Hi all, I´m pretty new in the Linux/Raspi/DietPi world, so forgive me if I say something wrong.
I basically want to activate the WOL on DietPi in order to turn it on with my Windows laptop. So, I connected it with a LAN cable (eth0) gave it a static ip address and run this command to check sudo ethtool eth0 | grep Wake.
The result shows the following: Supports Wake-on: gs Wake-on: d.
From what I´ve read here https://wiki.archlinux.org/index.php/Wake-on-LAN it means that the WOL it is supported but it has to be activated (because of the "d" after Wake-on, while it should be a "g" in order to be active).
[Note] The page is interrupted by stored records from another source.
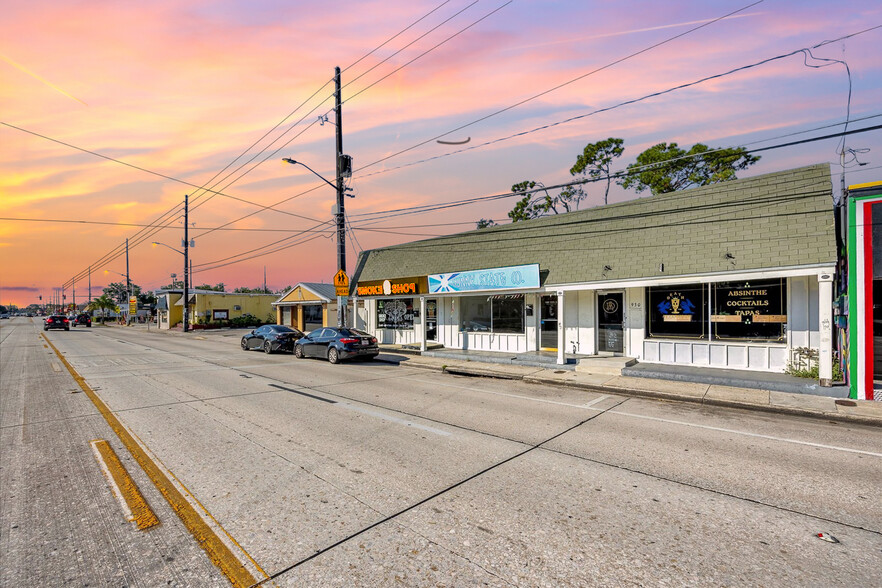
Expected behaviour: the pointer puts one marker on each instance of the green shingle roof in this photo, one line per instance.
(777, 220)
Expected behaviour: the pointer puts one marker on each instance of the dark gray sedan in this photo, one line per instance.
(336, 344)
(271, 338)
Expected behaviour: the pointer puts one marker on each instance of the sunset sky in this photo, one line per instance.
(171, 93)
After I ran this command sudo ethtool -s eth0 wol g I get the following result: Cannot set new wake-on-lan settings: Unknown error 524, not setting wol
Does anyone know a solution ? I already googled the error but was unable to find an answer.
Thanks
Activate wake on lan on DietPi Topic is solved
Re: Activate wake on lan on DietPi
This depends on whether or not the device supports WoL - the response to the query you give is not always correct in my expereince. I have WoL working on some QNAP devices, an Intel NUC Chinese clone and Intel/AMD desktops but I haven't got it to work on Odroid SBCs.
What's the device?
What's the device?
Re: Activate wake on lan on DietPi
Check and see if this device supports WoL, I'd be surprised if it does. A lot of ARM SBC devices are either power on or off, no intermediate low power state that WoL needs.
Just read Pi4 does not support WoL.
Just read Pi4 does not support WoL.
Re: Activate wake on lan on DietPi

Shame, do you have any link ? I didn´t found any info about it.
Re: Activate wake on lan on DietPi
It is not related to this issue but just if someone else finds this when searching for wakeonlan package to wake other devices from DietPi: It requires the netbase package but does not pull it automatically as dependency, hence:
apt install wakeonlan netbase is required to use it. etherwake is an alternative that does not require this.
apt install wakeonlan netbase is required to use it. etherwake is an alternative that does not require this.